Furthermore, the levels of maturity or growth of plantations in the reference data affect the ability of the classifier, as evidenced by the impacts of young rubber plantations in 2017. As young plantations tend to confuse the classifier, it is recommended that the year or area where sufficient reference data with mature plantations are available is selected, and it should be accepted that plantations of particular species will only become visible in the classification after a few years of growth. While it is possible to classify crops like betel nut plantations that exist in small patches made of small trees, it remains as a challenge to classify young plantations themselves.
It is also important to note that the results are sensitive to each and every reference data point, which are entirely based on the judgement and skill of the interpreter.

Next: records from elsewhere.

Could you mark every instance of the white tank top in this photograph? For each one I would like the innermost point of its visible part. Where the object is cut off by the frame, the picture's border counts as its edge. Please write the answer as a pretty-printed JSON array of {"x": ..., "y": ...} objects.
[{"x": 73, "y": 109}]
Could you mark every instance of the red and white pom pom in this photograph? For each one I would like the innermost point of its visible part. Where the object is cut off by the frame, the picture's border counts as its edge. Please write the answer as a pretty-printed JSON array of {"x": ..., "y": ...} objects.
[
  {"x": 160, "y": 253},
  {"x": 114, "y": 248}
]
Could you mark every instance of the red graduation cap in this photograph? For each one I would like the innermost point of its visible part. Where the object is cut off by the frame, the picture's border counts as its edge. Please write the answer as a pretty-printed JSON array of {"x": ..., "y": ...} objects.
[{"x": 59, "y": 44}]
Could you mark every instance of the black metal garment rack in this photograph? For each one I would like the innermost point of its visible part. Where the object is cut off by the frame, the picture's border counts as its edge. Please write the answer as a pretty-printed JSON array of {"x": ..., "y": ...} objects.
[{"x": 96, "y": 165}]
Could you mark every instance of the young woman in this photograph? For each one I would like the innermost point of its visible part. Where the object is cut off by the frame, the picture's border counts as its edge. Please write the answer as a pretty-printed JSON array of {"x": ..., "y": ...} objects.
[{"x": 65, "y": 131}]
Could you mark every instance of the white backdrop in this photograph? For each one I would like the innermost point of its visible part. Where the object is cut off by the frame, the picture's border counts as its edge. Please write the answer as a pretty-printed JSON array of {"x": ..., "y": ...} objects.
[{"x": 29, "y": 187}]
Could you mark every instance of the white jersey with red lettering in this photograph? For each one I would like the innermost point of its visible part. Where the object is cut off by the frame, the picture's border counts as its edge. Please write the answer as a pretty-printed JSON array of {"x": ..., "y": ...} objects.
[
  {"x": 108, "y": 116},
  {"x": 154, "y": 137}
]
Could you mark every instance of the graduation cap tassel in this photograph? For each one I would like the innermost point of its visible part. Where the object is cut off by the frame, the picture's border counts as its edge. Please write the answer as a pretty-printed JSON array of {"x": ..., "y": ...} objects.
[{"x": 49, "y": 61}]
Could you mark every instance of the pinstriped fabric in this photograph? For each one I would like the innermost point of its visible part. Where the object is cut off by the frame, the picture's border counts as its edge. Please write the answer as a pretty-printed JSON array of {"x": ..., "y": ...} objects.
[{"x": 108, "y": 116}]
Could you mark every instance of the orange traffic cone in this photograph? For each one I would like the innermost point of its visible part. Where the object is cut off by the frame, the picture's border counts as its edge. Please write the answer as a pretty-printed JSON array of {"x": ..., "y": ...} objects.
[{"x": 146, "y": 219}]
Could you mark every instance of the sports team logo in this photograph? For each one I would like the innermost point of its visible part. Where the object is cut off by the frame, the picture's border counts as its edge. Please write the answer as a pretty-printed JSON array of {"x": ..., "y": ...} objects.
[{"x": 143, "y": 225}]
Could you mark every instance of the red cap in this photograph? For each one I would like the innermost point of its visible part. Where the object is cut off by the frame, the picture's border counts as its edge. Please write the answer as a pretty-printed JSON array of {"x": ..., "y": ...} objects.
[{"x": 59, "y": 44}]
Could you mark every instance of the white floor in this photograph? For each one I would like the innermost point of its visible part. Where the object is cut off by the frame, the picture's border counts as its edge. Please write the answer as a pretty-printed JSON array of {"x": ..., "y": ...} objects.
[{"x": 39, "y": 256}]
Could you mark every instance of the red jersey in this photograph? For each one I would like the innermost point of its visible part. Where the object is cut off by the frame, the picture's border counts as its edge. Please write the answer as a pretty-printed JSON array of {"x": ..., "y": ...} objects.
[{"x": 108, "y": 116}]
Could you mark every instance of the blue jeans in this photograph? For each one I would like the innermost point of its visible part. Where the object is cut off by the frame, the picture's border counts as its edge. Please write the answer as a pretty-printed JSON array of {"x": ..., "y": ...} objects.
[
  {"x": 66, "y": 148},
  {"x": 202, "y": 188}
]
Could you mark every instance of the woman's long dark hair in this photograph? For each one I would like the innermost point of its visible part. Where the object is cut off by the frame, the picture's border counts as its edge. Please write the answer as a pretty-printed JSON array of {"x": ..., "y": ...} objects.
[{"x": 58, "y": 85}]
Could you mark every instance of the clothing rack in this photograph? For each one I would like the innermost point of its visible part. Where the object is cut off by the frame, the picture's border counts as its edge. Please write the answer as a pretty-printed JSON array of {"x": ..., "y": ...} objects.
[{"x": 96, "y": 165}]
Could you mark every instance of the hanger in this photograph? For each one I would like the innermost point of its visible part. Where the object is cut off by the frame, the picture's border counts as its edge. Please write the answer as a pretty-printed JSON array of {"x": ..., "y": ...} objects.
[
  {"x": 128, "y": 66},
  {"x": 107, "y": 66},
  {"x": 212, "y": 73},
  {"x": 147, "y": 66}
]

In addition to a priori knowledge of the area, precision and meticulousness in selecting reference data is required, especially when classifying complex landscapes at a high resolution. In this study, reference data were selected from where the interpreter can be certain about the class based on the images and knowledge of the area. Therefore, by excluding the areas with possibly mixed classes where they are difficult to classify, the reported accuracy may be higher than reality. This could be fixed by creating a test dataset from random, rather than a selection of ‘ideal’, points. However, the difficulty here is that error would then exist in the test dataset, confusing the interpretation of results.
5. Conclusions
Sentinel-2 (S2) data can successfully classify complex landscapes with small plantations, forests, and shrubs with more than a 95% overall accuracy against independent test data. While different trees crops are not visibly distinguishable in S2 images, when trained with reference data, S2 can classify small plantations such as rubber and betel nut trees with more than a 94% and 85% accuracy, respectively. However, quantifying the changes between 2017 and 2018 presented a challenge due to the dominance of young rubber plantations in 2017 in these particular study areas. The interpretation of the results is therefore limited to: the increase of bare land in Area A, due to the clearing of betel and rubber trees; and the decrease of bare land in Area B due to the increase of shrubs, oil palm, and rubber plantations, which are likely to have been planted a few years earlier. The results show a contrast in the level of activities in tree clearing and the trend of rubber plantations in two areas.
The accuracy results indicate the strength of Sentinel-2’s multispectral bands in producing accurate classifications of similar land cover classes at a high (20 m) resolution. However, it should be noted that a large amount of reference data is required to classify complex landscapes with confidence, which restricts the size of the area to be classified, given limitations in terms of the collection of training points and the analysis of data.